Barqawi Al B, Turcanu Ruslan, Gamito Eduard J, Lucia Scott M, O'Donnell Colin I, Crawford E David, La Rosa David D, La Rosa Francisco G
Department of Surgery, Urologic Oncology, Anschutz Campus, Aurora, CO 80045, USA.
Int J Clin Exp Pathol. 2011 Jun 20;4(5):468-75. Epub 2011 Jun 12.
Gleason score (GS) (sum of primary plus secondary grades) is used to predict patients' clinical outcome and to customize treatment strategies for prostate cancer (PC). However, due in part to pathologist misreading, there is significant discrepancy of GS between needle-core biopsies (NCB) and radical prostatectomy specimens. We assessed the requirement for re-evaluating NCB diagnosed by outside pathologists in patients referred to our institution for management of PC. In 100 patients, we reviewed both their original "outside" and second-opinion ("in-house") diagnoses of the same NCB specimens, and compared them with the diagnoses of the whole-mount radical prostatectomy (WMRP) specimens (gold standard for analysis). We found that both outside and in-house biopsy GS vary significantly from the WMRP diagnoses, with GS undergrading substantially predominating above overgrading. Statistical analysis demonstrated that the main diagnostic discrepancy was in the differentiation between primary and secondary Gleason grades (mainly 3 and 4) and that outside NCB GS was significantly less accurate with respect to the WMRP specimens than the in-house NCB GS. In addition, in a different cohort of 65 NCB cases, we found that in 5 out of 11 patients, outside pathologists failed to report the presence of extraprostatic extension, an important feature for diagnosis of a higher pathology stage (pT3a). Since histopathological evaluation is a critical factor for appropriate treatment selection, we recommend that a re-evaluation by in-house urologic pathologists should be performed in all outside NCB specimens before patients are admitted for treatment in any given institution.

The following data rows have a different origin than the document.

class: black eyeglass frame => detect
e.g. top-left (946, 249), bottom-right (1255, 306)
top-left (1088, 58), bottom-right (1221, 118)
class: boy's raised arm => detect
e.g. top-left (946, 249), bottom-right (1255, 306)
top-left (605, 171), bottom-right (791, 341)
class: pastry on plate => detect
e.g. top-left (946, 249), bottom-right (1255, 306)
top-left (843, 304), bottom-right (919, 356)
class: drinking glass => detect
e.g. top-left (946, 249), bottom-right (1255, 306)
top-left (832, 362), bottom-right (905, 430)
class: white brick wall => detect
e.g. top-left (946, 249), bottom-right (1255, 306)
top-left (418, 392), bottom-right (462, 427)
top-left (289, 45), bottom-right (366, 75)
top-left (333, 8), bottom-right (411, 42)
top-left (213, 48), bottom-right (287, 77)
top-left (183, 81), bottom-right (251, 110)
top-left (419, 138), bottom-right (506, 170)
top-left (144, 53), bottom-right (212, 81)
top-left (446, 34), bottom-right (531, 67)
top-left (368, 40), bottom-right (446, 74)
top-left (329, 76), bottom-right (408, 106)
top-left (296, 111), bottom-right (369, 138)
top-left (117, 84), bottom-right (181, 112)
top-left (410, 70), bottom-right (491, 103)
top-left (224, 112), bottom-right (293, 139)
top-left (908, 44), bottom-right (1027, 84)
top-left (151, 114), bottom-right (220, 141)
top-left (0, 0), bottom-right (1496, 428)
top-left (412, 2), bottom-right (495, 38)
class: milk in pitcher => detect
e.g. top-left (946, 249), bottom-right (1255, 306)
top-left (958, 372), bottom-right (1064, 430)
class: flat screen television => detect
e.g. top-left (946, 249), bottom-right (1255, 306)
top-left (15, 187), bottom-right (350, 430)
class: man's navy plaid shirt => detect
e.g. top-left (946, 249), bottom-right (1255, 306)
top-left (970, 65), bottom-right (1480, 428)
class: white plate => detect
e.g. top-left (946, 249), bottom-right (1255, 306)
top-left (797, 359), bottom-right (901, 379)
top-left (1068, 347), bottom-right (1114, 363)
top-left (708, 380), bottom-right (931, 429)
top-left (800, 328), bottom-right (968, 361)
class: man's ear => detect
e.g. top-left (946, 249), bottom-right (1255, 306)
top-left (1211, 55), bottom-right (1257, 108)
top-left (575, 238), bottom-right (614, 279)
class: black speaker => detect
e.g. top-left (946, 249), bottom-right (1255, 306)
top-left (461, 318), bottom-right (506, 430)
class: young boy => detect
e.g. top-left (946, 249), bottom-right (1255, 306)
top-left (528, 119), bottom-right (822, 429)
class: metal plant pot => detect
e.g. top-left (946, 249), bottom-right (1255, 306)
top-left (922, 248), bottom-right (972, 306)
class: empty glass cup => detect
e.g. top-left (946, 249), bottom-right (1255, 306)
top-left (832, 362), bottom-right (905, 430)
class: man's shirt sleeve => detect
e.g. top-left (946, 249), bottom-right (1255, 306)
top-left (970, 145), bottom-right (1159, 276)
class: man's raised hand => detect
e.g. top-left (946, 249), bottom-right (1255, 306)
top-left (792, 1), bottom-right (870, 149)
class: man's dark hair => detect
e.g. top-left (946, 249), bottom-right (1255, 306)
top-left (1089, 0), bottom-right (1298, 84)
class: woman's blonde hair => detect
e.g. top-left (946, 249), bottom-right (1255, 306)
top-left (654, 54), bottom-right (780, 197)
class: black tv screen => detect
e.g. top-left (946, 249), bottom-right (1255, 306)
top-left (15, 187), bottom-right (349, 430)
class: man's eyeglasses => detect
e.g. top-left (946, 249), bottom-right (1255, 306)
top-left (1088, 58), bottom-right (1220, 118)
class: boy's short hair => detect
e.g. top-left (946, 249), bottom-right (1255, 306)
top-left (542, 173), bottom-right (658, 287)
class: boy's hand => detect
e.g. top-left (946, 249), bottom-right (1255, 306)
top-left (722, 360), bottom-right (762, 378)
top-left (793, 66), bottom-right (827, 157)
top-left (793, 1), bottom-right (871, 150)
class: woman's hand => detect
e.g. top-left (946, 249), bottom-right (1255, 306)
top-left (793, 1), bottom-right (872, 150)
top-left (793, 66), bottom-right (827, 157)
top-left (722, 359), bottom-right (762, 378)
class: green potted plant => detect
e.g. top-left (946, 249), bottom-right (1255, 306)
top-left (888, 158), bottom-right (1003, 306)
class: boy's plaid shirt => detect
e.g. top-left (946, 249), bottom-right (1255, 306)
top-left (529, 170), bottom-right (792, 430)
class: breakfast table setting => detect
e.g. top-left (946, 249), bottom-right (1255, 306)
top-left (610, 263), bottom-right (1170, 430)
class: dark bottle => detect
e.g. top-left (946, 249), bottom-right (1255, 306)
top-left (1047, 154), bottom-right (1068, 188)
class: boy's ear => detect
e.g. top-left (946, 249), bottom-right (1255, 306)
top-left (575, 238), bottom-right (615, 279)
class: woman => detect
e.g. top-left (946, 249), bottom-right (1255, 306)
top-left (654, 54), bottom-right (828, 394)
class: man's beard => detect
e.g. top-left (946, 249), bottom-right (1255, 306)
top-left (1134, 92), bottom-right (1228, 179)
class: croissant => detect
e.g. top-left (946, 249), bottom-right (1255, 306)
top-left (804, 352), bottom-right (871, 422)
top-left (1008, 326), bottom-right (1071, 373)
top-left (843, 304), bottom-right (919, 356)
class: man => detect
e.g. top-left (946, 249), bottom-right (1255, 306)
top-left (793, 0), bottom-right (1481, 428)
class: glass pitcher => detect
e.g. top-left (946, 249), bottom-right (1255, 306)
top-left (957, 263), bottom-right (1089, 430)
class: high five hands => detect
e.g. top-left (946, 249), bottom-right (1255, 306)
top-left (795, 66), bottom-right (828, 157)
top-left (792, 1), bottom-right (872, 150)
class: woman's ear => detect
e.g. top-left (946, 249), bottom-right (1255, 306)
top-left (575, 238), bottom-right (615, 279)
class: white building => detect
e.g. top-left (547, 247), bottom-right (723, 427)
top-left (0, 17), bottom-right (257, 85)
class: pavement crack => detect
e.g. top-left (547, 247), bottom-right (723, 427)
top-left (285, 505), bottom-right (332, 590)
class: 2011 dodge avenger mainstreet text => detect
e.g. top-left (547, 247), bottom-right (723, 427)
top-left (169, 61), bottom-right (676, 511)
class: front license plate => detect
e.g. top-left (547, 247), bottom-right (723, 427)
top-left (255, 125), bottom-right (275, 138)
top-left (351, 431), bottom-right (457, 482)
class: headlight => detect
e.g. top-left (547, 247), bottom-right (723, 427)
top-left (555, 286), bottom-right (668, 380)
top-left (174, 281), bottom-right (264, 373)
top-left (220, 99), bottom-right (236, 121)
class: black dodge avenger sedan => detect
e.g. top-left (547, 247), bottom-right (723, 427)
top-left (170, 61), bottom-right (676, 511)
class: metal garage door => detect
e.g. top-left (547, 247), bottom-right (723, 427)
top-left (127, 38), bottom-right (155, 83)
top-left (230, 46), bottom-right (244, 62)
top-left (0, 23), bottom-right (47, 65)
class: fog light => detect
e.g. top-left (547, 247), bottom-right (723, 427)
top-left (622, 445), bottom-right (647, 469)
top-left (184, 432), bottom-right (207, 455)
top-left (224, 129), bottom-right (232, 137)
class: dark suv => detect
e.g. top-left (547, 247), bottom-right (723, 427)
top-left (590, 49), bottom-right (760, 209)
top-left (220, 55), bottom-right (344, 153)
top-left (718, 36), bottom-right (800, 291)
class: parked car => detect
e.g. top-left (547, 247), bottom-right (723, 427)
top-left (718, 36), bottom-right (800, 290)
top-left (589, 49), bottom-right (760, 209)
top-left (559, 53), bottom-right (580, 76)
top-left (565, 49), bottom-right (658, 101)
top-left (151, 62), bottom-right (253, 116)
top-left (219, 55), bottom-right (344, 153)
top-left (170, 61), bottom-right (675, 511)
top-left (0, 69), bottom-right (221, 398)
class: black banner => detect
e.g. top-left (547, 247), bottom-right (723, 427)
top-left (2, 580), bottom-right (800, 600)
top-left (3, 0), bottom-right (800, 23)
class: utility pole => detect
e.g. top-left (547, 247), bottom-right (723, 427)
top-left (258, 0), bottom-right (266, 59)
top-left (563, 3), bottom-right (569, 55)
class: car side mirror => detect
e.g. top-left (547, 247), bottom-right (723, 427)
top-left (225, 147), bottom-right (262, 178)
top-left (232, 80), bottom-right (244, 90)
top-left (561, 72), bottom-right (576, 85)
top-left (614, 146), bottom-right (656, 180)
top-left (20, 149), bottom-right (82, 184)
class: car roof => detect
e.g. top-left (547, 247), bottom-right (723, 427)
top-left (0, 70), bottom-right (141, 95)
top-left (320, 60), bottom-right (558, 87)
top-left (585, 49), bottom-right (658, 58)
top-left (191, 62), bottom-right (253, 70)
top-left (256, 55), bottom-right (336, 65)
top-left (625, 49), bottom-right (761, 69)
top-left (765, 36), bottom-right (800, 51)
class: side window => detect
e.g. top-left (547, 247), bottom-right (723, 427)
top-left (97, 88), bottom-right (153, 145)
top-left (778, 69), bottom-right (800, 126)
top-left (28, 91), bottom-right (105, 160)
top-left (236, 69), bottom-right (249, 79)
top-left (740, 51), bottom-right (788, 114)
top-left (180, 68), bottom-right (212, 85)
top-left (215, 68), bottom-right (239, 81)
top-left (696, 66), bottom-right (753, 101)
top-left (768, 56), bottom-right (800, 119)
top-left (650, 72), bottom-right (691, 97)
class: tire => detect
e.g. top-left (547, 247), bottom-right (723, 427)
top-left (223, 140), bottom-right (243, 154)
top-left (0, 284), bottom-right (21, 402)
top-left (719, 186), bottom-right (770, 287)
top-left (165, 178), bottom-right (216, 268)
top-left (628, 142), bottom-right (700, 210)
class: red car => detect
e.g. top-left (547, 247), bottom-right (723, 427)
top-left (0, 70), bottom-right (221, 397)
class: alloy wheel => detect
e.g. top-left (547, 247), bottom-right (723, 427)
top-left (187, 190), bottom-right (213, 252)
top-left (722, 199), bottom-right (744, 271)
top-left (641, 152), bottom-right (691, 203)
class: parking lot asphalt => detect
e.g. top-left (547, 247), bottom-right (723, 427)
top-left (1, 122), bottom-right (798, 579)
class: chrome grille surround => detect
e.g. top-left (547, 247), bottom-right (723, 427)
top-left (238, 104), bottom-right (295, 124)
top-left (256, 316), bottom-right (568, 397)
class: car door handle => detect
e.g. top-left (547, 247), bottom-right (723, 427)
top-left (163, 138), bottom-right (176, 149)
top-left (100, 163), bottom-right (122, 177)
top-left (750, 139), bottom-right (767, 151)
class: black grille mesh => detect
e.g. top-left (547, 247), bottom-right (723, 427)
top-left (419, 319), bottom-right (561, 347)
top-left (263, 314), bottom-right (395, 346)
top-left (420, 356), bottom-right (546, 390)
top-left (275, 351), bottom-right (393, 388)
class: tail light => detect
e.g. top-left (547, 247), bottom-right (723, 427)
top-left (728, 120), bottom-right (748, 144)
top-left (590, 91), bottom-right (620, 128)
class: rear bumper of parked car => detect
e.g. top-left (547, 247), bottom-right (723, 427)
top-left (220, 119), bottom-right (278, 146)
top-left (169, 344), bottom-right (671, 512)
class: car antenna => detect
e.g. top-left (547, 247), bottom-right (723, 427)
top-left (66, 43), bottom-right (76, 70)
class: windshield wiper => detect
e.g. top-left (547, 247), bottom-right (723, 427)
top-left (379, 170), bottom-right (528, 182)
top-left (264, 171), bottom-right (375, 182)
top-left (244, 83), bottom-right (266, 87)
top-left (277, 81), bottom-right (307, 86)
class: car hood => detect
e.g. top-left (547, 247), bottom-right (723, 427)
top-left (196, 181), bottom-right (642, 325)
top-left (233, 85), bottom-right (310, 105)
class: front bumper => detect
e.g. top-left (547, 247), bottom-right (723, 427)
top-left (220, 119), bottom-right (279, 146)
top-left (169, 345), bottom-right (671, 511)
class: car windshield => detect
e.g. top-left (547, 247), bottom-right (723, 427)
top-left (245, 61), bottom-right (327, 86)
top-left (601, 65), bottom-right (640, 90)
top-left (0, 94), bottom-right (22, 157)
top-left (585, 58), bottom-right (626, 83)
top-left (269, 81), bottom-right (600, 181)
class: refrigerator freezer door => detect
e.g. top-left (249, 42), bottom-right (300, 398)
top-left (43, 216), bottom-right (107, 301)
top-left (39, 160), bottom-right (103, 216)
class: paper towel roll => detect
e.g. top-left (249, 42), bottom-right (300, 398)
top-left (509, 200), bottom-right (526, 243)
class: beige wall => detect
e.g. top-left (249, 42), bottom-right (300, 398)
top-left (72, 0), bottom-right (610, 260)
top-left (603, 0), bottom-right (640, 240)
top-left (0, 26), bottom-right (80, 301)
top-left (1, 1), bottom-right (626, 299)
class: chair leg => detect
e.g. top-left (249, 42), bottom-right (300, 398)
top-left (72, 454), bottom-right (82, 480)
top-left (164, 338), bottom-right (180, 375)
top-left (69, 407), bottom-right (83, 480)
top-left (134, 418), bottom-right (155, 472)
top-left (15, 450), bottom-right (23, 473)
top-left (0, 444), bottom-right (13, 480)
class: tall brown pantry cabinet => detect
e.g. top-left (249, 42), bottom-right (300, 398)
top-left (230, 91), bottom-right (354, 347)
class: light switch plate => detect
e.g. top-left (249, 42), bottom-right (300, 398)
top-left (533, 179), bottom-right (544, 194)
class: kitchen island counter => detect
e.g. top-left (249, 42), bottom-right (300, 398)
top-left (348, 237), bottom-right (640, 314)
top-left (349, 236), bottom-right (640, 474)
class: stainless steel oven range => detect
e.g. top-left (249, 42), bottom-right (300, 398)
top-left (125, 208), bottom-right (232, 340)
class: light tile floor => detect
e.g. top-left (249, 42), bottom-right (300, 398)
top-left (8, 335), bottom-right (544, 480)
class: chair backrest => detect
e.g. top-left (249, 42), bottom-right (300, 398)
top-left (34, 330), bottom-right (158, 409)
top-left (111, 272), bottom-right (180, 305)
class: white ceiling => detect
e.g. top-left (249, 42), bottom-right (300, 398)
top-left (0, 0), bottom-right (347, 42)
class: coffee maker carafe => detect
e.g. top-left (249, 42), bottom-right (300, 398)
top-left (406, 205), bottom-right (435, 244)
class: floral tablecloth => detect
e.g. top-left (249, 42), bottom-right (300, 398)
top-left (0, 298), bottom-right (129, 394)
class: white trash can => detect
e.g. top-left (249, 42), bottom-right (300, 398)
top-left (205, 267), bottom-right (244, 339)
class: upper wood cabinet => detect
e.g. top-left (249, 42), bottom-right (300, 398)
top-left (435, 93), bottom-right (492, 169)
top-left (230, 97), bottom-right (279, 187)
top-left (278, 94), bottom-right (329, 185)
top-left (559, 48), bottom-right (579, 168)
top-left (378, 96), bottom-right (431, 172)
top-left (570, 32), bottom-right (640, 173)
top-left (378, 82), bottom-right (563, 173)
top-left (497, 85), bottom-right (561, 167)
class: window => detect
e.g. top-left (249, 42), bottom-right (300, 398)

Gleason评分(GS)(主要分级与次要分级之和)用于预测前列腺癌(PC)患者的临床结局并制定个体化治疗策略。然而,部分由于病理学家的误读,针芯活检(NCB)与根治性前列腺切除术标本之间的GS存在显著差异。我们评估了在转诊至我院接受PC治疗的患者中,重新评估由外院病理学家诊断的NCB的必要性。在100例患者中,我们回顾了他们对同一NCB标本的原始“外院”诊断和二次诊断(“本院”诊断),并将其与整体根治性前列腺切除术(WMRP)标本的诊断结果(分析的金标准)进行比较。我们发现,外院和本院活检的GS与WMRP诊断结果均有显著差异,GS分级过低的情况显著多于分级过高的情况。统计分析表明,主要诊断差异在于主要和次要Gleason分级(主要为3级和4级)的区分,并且外院NCB的GS相对于WMRP标本而言,准确性显著低于本院NCB的GS。此外,在另一组65例NCB病例中,我们发现在11例患者中有5例,外院病理学家未报告前列腺外侵犯的存在,而这是诊断更高病理分期(pT3a)的一个重要特征。由于组织病理学评估是选择合适治疗方法的关键因素,我们建议在任何特定机构的患者入院治疗前,应对所有外院NCB标本进行本院泌尿外科病理学家的重新评估。